Originating from neuroendocrine cells deriving from the neural crest [4], NET may arise in diverse anatomic locations and may be associated with symptoms resulting from the secretion of hormones or vasoactive peptides into the bloodstream. Based on the presence of hormone-related syndromes, NET may be classified into functional (33–50% of patients) and non-functional forms. Being part of the amine precursor uptake and decarboxylation cell system, NET can produce a large variety of substances since they take up, accumulate and decarboxylate amine precursors such as dihydroxy-phenylalanine (DOPA) and hydroxyl-tryptophane. Another typical feature of neuroendocrine cells is the expression of several receptors in high quantities [4].

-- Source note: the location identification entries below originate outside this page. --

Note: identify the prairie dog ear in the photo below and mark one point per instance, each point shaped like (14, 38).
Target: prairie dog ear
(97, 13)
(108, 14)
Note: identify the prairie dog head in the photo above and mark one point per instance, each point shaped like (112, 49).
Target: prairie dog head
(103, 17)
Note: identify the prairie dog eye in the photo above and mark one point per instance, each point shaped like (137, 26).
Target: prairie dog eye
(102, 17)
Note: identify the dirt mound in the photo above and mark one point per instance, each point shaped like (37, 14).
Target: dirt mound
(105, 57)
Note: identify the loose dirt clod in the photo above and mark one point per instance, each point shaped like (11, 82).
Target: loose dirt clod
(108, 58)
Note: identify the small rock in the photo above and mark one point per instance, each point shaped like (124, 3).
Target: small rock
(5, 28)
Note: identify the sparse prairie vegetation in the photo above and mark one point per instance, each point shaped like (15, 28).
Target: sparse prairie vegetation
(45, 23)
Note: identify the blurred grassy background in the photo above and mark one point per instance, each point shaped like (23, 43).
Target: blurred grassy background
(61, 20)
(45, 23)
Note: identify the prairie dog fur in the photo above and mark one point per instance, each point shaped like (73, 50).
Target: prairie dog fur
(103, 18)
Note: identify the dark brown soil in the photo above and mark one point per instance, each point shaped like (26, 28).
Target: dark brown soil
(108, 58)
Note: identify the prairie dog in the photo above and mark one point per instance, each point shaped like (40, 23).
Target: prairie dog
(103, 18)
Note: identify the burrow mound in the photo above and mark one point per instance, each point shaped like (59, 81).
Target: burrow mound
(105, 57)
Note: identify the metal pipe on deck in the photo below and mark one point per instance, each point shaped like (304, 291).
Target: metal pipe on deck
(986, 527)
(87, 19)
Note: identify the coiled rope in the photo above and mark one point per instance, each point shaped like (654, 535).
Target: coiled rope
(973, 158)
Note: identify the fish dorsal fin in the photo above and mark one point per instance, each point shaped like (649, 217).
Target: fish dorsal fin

Although NET may arise virtually anywhere in the human body, the most common location of NET primary lesions is the gastroenteropancreatic (GEP) tract, followed by the lungs. Less frequent sites include the skin, the adrenal glands, the thyroid and the genital tract [5]. Traditionally, GEP NET were classified based on their origin in the foregut (pancreas, stomach, duodenum), midgut (ileum, appendix) or hindgut (colon, rectum). However, the European Neuroendocrine Tumour Society and the American Joint Committee on Cancer have proposed also using the TNM staging system for NET of the foregut, midgut and hindgut [6, 7]. The use Ki67 levels to define the histological grade of NET has been proposed: low grade (grade 1), Ki67 <2%; intermediate grade (grade 2), Ki67 3% to 20%; high grade (grade 3), Ki67 >20% [6, 7]. The International Association for the Study of Lung Cancer has also recently recommended the use of the TNM staging system for pulmonary NET [8].
The small size of NET, their variable anatomical location and the slow metabolic rate of well-differentiated forms, have limited their detection using different imaging procedures. Traditionally, NET diagnostic work-up included morphological imaging procedures such as computed tomography (CT), ultrasonography (US) and magnetic resonance imaging (MRI) combined with functional imaging, namely whole-body somatostatin receptor scintigraphy (SRS) [9, 10]. As described by Chiti et al. in this issue, the introduction of SRS represented a milestone in the NET diagnostic flow-chart. In a study analysing more than 1,000 patients, Krenning et al. observed a higher accuracy of SRS as compared to other morphological imaging modalities [11] for the detection of both primary NET and their metastatic lesions.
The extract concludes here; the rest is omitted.